The 20th Irish Mathematical Olympiad was held in five universities around the country yesterday, and approximately 500 secondary school pupils, each handpicked for their skill in maths, took part. This is no run-of-the-mill competition. Each student, aged between 15 and 18, has been specially trained by university lecturers for the past year and for many, this is their second and third time trying out for the national team.

"We have been holding this competition for the last 20 years and it has been very successful, " said one of the organisers, Dr Richard Watson of NUI, Maynooth. "Every year, we select the top 500 maths performers in the Junior Cert and approach their school principals asking if the student would like to take part.

"We then organise maths courses in the five universities, which are usually for three hours on a Saturday morning for 13 weeks between November and May. A lot of the topics covered by the Olympiad are not on the Leaving Cert, so it's important that they are properly prepared."

Students who did well in the Problem-Solving for Irish Second-Level Mathematicians (PRISM) event last year were also invited to try for the Olympiad. For some students, the commitment is too much and they drop out. For others, however, it becomes an important part of their lives. Watson recalled one student who last year travelled from Donegal to Maynooth every weekend for the entire course. He eventually made it into the national team.

"These are no ordinary pupils, but are in fact extraordinarily gifted, " said Watson. "I'm not being modest when I say that I would not be able to work out the problems in [yesterday's] exam papers. It's one thing setting the questions; it's quite another tackling them. And those that do well in the Olympiad will often go on to study mathematics in universities like Oxford and Cambridge. This is very important to them."

The Irish Mathematical Olympiad was first held in Ireland in 1987 by Professors Tom Laffey of University College Dublin (UCD) and Finbarr Holland of University College Cork (UCC). The five centres are based in these colleges along with NUI, Maynooth; NUI, Galway and University of Limerick (UL).

The Olympiad yesterday was divided into two exams, each lasting three hours and comprising five questions. Competition to get into the top six is intense: this year the International Maths Olympiad is taking place in Vietnam from 19-31 July and is funded for by the Department of Education and the host country.

"It is very rare for a student taking part in the Irish Olympiad for the first time to make it into the national team, " said Watson. "Mostly it is students trying out for a second or third time that make it. For some of them, this means taking part during their Leaving Cert year, which can put them under a lot of pressure. But there is a big incentive."

So far, Ireland has yet to do particularly well in the international event, with countries such as China, Russia and Iran usually taking the honours. "They harvest gifted children from a very young age, which we wouldn't really do, " said Watson. However, four members of the team last year were awarded honourable mentions.

This year's winners will be announced by this Friday, as work has to start straight away for the International Olympiad. "It is a real pleasure for lecturers like myself to teach such bright children, " said Watson. "We're used to repeating ourselves over and over to maths undergraduates. With these kids, you never have to repeat yourself.

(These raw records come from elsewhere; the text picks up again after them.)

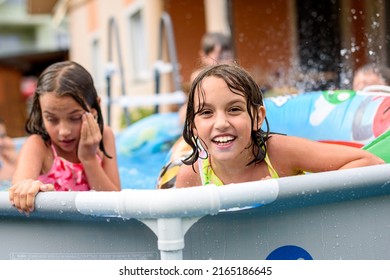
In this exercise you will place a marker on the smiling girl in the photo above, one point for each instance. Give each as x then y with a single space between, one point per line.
69 148
223 123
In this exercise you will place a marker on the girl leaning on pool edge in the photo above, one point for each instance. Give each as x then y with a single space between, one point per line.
69 148
223 124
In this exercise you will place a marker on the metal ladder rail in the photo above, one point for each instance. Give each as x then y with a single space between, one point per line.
113 28
166 24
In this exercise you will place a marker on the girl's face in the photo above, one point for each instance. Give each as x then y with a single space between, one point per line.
62 118
223 124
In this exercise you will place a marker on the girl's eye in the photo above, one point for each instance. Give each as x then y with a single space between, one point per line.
76 118
205 112
236 109
51 119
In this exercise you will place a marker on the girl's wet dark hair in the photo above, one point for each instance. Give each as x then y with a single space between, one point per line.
65 78
239 82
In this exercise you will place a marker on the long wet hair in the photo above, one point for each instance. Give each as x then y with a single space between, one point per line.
65 78
239 82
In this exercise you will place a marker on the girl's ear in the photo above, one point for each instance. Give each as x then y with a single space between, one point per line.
94 113
260 117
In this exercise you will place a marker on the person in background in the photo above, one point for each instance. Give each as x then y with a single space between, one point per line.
223 123
8 154
69 147
371 74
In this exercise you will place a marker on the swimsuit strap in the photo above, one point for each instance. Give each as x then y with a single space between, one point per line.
271 169
208 176
54 150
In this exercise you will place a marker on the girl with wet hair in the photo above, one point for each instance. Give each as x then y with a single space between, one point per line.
223 126
70 148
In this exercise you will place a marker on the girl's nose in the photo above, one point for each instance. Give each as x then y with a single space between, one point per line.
64 130
221 121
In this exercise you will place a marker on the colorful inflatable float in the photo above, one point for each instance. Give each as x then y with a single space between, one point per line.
330 215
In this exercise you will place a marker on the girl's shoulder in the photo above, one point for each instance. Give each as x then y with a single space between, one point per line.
108 132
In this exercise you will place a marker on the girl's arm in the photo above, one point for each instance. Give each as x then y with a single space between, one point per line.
293 154
105 176
29 165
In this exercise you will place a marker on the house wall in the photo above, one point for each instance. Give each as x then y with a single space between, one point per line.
12 105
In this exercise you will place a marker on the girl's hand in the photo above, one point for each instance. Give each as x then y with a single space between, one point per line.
90 138
22 194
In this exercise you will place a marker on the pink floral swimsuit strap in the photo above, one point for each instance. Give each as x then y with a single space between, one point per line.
66 175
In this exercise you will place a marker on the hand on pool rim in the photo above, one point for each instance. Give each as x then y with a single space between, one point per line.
22 194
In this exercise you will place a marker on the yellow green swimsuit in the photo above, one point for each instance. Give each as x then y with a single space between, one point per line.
208 176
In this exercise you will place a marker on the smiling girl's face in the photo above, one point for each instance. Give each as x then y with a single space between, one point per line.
223 123
62 118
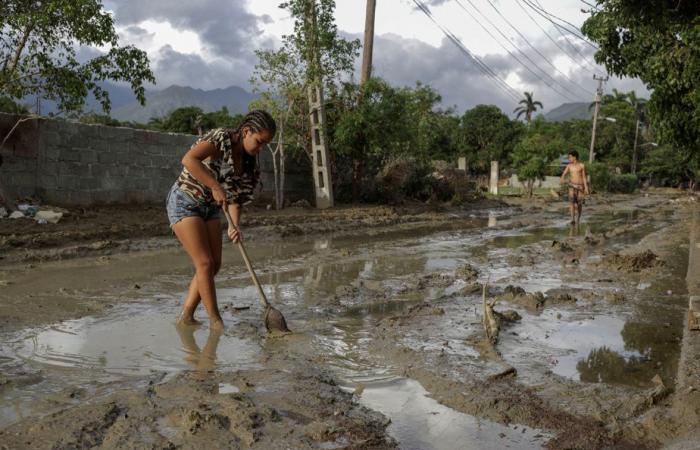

They get it straight away."

Test yourself (SAMPLE QUESTIONS FROM 2006 PAPERS)

1. P and Q are points on the equal sides AB and AC respectively of an isosceles triangle ABC such that AP = CQ. Moreover, neither P nor Q is a vertex of ABC. Prove that the circumcircle of the triangle APQ passes through the circumcentre of the triangle ABC.

2. Prove that a square side of side 2.1 units can be completely covered by seven squares of side 1 unit.

3.ABC is a triangle with points D, E on BC, with D nearer B; F, G on AC, with F nearer C; H, K on AB, with H nearer A. Suppose that AH = AG = 1, BK = BD = 2, CE = CF = 4, B = 600 and that D, E, F, G, H and K all lie on a circle. Find the radius of the incircle of the triangle ABC.

4. Two positive integers n and k are given, with n =2. In the plane there are n circcles such that any two of them intersect at two points and all these intersection points are distinct. Each intersection point is coloured with one of n given colours in such a way that all n colours are used.

Moreover, on eachc circle there are precisely k different colours at present. Find all possible values for n and k for which such a colouring is possible.